In manette è finito Vincenzo Ronsivalle: denunciata anche la sua compagna

REGGIOLO (Reggio Emilia) – Due chili di droga e 12mila euro in contanti a casa di un operaio 45enne residente a Reggiolo, Vincenzo Ronsivalle, che è stato arrestato dai carabinieri per detenzione ai fini di spaccio. I militari avevano saputo che l’operaio aveva una parallela attività nell’ambito delle sostanze stupefacenti e cosi lo hanno fermato durante un controllo stradale. A precisa domanda, l’operaio ha detto loro di avere a casa solo una modica quantità di sostanze stupefacenti che deteneva per uso personale.

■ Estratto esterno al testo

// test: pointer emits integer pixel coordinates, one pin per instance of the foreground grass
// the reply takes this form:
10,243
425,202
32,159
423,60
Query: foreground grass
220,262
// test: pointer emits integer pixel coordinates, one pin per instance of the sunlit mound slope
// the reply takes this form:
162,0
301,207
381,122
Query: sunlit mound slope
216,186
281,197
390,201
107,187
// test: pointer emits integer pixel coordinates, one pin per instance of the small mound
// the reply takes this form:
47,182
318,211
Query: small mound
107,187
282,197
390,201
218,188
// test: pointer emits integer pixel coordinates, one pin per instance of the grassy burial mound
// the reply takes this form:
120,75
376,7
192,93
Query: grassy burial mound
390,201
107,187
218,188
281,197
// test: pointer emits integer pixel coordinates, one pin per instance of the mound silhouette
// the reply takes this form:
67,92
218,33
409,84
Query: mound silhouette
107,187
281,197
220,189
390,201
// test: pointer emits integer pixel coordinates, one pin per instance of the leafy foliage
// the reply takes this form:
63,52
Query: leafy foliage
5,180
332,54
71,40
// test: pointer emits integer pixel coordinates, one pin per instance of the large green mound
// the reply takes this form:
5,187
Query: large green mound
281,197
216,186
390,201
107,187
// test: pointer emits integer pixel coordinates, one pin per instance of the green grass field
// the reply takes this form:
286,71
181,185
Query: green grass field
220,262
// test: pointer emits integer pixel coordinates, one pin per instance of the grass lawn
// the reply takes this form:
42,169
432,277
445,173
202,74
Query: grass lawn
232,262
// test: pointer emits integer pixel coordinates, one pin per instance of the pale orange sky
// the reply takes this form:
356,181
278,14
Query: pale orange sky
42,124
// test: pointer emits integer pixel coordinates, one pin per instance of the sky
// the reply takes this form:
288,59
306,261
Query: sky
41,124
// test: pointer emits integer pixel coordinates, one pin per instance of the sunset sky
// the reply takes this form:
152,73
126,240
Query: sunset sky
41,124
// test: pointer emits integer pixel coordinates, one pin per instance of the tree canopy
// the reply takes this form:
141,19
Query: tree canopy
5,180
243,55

L’affermazione è stata smentita dall’esito della perquisizione domiciliare. A casa sua Reggiolo i militari di Gattatico hanno trovato, nascosti in vari ambienti della casa (pensili della cucina, armadio posto nel balcone e garage) circa 900 grammi di marijuana e circa un chilo di hascisc. In una cassetta metallica trovata nella camera da letto del 45enne c’era una somma in contanti di 12.000 euro che è stata sequestrata.

Inoltre, in un mobile del soggiorno, i militari hanno trovato un bilancino di precisione una ventina di buste sottovuoto per confezionare lo stupefacente e, nell’armadio del balcone, una macchina sottovuoto per approntare i sacchetti con lo stupefacente. Il 45enne è stato arrestato. Nei guai è finita anche la compagna, una 42enne calabrese convivente con l’uomo, che è stata denunciata per concorso in detenzione ai fini di spaccio dato che era consapevole dell’attività illecita del compagno e visto che aveva cercato di sviare l’attività dei carabinieri durante la perquisizione.